Friday, October 4, 2019

Keyboards as Competitive Advantage

John Gruber:

Microsoft started yesterday’s event by banging the drum that they never have and never will compromise on the quality of their laptop keyboards — a clear and completely fair competitive dig at Apple. That’s the message they should have left the world with — that they, not Apple — now make the best laptop hardware in the world. Instead, they left everyone talking about two products that won’t be out for another year.

In less than six months, my wife’s Retina MacBook Air developed some keys that sometimes don’t type anything. This Mac has the third-generation butterfly keyboard. It’s never been used outside the home, isn’t used near food or sources of dust, and isn’t left open when not in use.

David Heinemeier Hansson:

“Went in for a keyboard replacement, they decided it needed a logic board. Got back home, it didn’t turn on, so back to the store. Apple replaced the entire machine because it’s had 3 major repairs in 12 months.”, employee just trying to get work done on a MacBook Pro. Disgrace.

This is just normal course of business at Basecamp. Every single month we have employees taking their machines back to Apple for the second, third, fourth, or fifth repairs of their broken MacBook Pro keyboards. Apple keeps claiming “small minority”. Bullshit.

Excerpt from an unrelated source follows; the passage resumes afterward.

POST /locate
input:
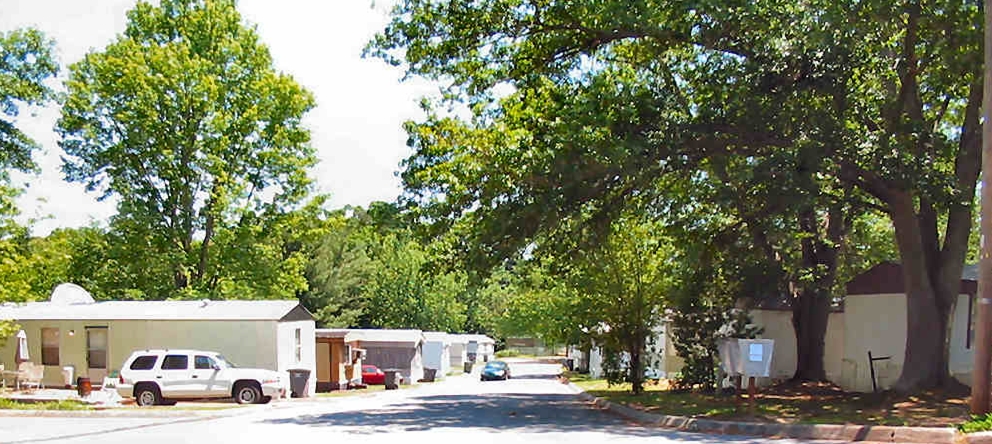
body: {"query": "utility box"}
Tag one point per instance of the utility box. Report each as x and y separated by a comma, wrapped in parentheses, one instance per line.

Seriously, nothing has eroded my trust in Apple’s capacity as a computer maker as their inability to come clean on the utter catastrophe that is the butterfly keyboard design. If ever there was a worthy cause for a class-action lawsuit to take them to the cleaners.

Matt Anderson:

We are dealing with this at TaxJar weekly. We spend too much time shipping machines and buying loaners for those in remote areas far from Apple stores.

Per Henrik Lausten:

Picked up my MBP 2018 this morning from the 3rd repair in 3 months. Logic board replaced twice and battery replaced once. With each repair I’m without my primary work laptop for a week (oh, and replacing the logic board means all data on the SSD is lost)

Michael Hartl:

I’ve had mine fixed twice and completely replaced on a third occasion.

Mike Wilkerson:

As an Apple fanboy who’s all-in on the ecosystem, I used to dismiss this as overblown. After a keyboard replacement for my 2017 MBP last week, and the space bar on my 2018 MBP now acting up, confidence is shaken enough to look at alternatives. Definitely not a premium experience.

See also: Joanna Stern’s keyboard broke while she was writing her iPhone 11 reviews.

Previously:

Update (2019-10-04): Daniel Jalkut:

Had my late-2016 MacBook Pro keyboard replaced again. It’s really impressive how fast Apple turns around mail-in repairs. I sure am glad I keep a spare (previous gen) MBP around as a backup. Maybe the 2016 will serve that purpose soon...

4 Comments RSS · Twitter


It's sad how Apple dropped the ball on hardware excellence on laptops - they used to be the best; my Powerbook G4 12" was replaced by a 2011 MacBook Air 11" and both were used on the side of football pitches etc as a working photographer for multiple years and neither ever had a keyboard issue. I still have the 2011 MacBook Air and it works perfectly.

Maybe it's inevitbale that when a company becomes so big that cracks in QC begin to appear.

But you have to wonder if the ongoing extra-thin / extra-unreliable keyboards issue and Jonny Ive's departure can really be seen as unrelated?


@Niall After 4.5 years, it’s got to be more than a QC problem.


I agree with @Michael. This is a self made, unnecessary design problem and since Apple is hell bent on proving it did nothing wrong, they have doubled, tripled, and quadrupled down on stupid.


Another advantage of some PC vendors: Sometimes the warranties can last 5 years with in-home or on-site repairs. Apple are very much behind the curve when it comes to warranty service/support.